By Amanda Cooper and Brigid Riley
LONDON/TOKYO (Reuters) -Japanese official buying to defend the yen is quickly becoming a standard feature of the FX landscape in 2024, but authorities in Tokyo have changed their methods, making it even harder for investors to second guess when and how they could intervene.
The new intervention tactics may have wrong-footed traders enough to help Japanese financial authorities turn the tide for their currency, which hit its weakest point against the dollar since 1986 just four weeks ago.
The Bank of Japan, at the insistence of the Finance Ministry, is likely to have spent nearly 6 trillion yen ($38.4 billion) this month to support the yen.
While the dollar was trading at a 38-year high around 160 yen two weeks ago, authorities in Tokyo warned almost daily that they would intervene if volatility proved excessive or if the level of the Japanese currency undermined the underlying economic and monetary policy reality. would not reflect. A new round of intervention was therefore no surprise.
There has been no official confirmation of intervention, but when the first round of a one-two punch arrived on July 11, traders believe the BOJ pounced on weak US inflation data that hit the dollar, sending dollars into the US currency’s trap are sold. rather than in yen weakness.
The dollar/yen pair, now below 155 yen, fell from 161 to around 158.3 in a matter of minutes, immediately raising suspicions of intervention among traders.
“It appears that the MOF and the BOJ have become a ‘momentum trader’ and seized their moment to enter the market when it was at its most vulnerable,” Chris Weston, market strategist at Pepperstone, said at the time.
Normally, the BOJ would intervene when US Treasury yields and the dollar rose.
“It wasn’t like that this time. In fact, during a sell-off in the dollar, which caused the dollar/yen to fall, we saw this unusual shift in the yen,” Hiroyuki Machida, director of Japan FX and commodity sales at ANZ, said.
“Assuming that the dramatic and abrupt move of the yen in a short period of time was due to intervention, it was indeed different from the patterns we have seen in the past,” Machida said.
A second round of suspected official buying on July 12 made investors so nervous that a new rally in the yen on July 15 initially depended on intervention, which market data later showed was unlikely to have occurred.
Bank of America, which has argued for some time that the BOJ could opt for routine interventions like the Swiss National Bank, says the Japanese authorities may have had three objectives in mind: maximizing the impact, increasing the element of surprise and warding off excesses. speculative movements.
JOB DONE?
It seems to have worked. The yen has appreciated by almost 4% this month and options positioning is starting to shift.
Traders are less confident than they have been for some time that the yen is on a one-way path toward more weakness.
The derivatives market shows that the premium in the price of options to buy the yen a month from now is growing compared to the price of put options – an indication that traders are becoming more bullish.
The main cause of the yen’s 30% decline over the past four years is the discount in Japan’s interest rates compared to elsewhere, but especially in the United States.
The BOJ meets on July 31 to set monetary policy and a very mixed set of economic data means the chances of a 0.1% rise are about 50/50.
The Federal Reserve, meanwhile, will almost certainly cut rates by a quarter of a percentage point to a range of 5.00-5.25% at its September meeting.

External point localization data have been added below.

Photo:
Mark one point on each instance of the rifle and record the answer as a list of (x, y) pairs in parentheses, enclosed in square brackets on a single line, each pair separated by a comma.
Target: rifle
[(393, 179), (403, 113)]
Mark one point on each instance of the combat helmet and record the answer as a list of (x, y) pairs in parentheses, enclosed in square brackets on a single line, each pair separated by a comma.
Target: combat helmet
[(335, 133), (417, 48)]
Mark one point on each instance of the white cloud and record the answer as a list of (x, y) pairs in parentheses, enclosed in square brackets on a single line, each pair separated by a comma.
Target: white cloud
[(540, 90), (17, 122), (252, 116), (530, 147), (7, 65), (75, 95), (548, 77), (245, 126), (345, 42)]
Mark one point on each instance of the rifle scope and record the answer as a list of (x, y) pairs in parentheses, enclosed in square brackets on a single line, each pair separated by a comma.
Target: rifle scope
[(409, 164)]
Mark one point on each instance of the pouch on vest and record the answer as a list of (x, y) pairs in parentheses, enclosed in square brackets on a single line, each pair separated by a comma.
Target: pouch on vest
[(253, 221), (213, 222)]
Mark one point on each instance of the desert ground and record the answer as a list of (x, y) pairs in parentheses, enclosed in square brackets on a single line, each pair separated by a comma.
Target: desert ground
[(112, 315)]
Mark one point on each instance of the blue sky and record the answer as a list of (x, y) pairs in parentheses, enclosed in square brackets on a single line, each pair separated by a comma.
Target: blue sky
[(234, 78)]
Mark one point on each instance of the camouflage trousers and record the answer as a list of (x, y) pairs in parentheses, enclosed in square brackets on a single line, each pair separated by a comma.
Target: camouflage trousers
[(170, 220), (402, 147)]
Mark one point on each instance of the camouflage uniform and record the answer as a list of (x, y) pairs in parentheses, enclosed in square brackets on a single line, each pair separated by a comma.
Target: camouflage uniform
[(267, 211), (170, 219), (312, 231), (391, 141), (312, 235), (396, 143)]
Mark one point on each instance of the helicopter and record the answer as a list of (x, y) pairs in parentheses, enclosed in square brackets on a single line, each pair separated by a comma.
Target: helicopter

MUFG FX strategist Lee Hardman said the currency’s moves in July “suggest Japan needs a change in strategy to be more proactive rather than reactive in providing support to the yen.”
Speculators still have one of the biggest bets on the yen ever. At nearly $12 billion, it has more than doubled since the start of 2024 alone.
ANZ’s Machida said with a bearish position of this magnitude, the prospect of a more unpredictable intervention was “scary.”
‘It’s incredibly painful. You may have been sitting pretty and thinking you had made a profit at 161 yen, but now it’s at 156 yen. If the Bank of Japan intervened at this level, at 156 yen, you would. I probably just want to throw in the towel.”